Wang, you are one dumb ****
Judged by your user-name, I am glad that you're not another self-hate Chinese. English requirement is now common in just about all Chinese schools. That's right, it's official. Whether the angelic children in the picture like it or not, they have to learn English. Wang Xuming doesn't speak for other Chinese.
Closer to home, the poor English skills of Scholarism brats and nihilist bananas are a crying shame. Perhaps if they had been open-minded enough to accept national education, they could have experienced a collateral improvement in English.
I didn't start learning English until Primary 6. Thanks to classes in Chinese history and classics at SJC, I believe my English at Form 3 was far superior to Hong Kong self-hate morons.

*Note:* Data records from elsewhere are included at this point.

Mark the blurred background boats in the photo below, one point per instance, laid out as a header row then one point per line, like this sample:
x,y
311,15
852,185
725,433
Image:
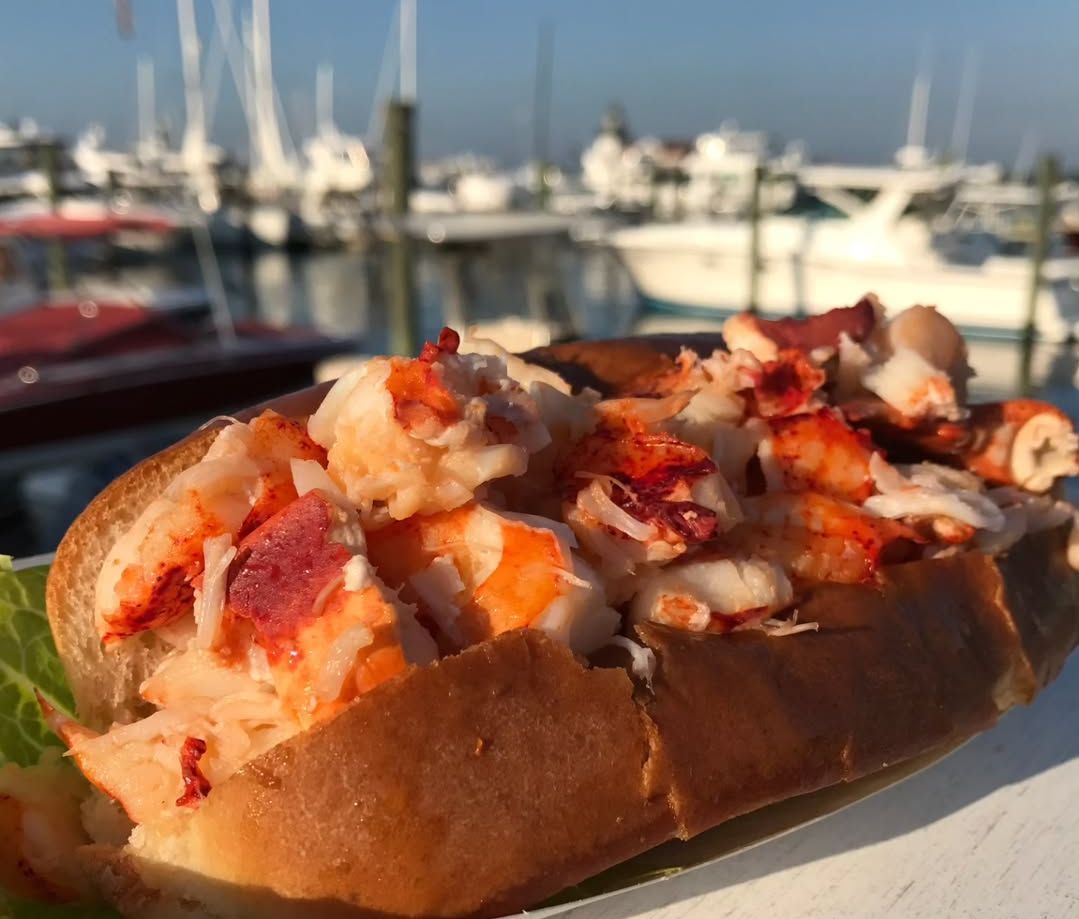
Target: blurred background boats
x,y
146,289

Language is both a vehicle and originator of thought. A new language, if learned properly, could add another dimension to your thinking.
Unfortunately absent from this article is any characterization of Mr. Wang's heavy use of ideological phrases and code words seemingly lifted straight out of the CCP propaganda handbook. Perhaps the reporter was educated in China and does not consider the implications when read by those who did not grow up in the PRC.
To my reading, Mr. Wang's point is to push a nationalist and mildly xenophobic party line. "随着改革开放的深入,一方面我们的外语人才基本上能够满足需要,另一方面让全体人都去学习一门外语,不仅耗费人力、物力和精力,而且使人才培养成本也在增加,很多学科其实根本无需外语..." China only needs people to learn English for purely functional reasons and to heck with anyone who spends money and energy on studies that are surplus to requirement. Maybe nobody sent him the memo that central planning is dead?
Wang Xuming, another one of those confucius clown!!!
"Call to reduce English lessons to ‘save’ Chinese". Hell, how can you 'lose' Chinese when you've got one quarter of the world's population speaking it ?!!
Mass duel language ability is a HUGE national advantage for China. The earlier the 2nd language is learned, the easier it is.
People from the U.S., in particular are, too often, at a disadvantage because they don't sufficiently push learning of a 2nd language.
China has the world's longest and richest unbroken culture. The more competitive the country is, the more that culture will spread. For example, now that China has opened up to a degree, Americans now have access to many Chinese movies on Netflix if they choose to watch them. Too few do.
Wang Xuming is an insecure, xenophobic dufus.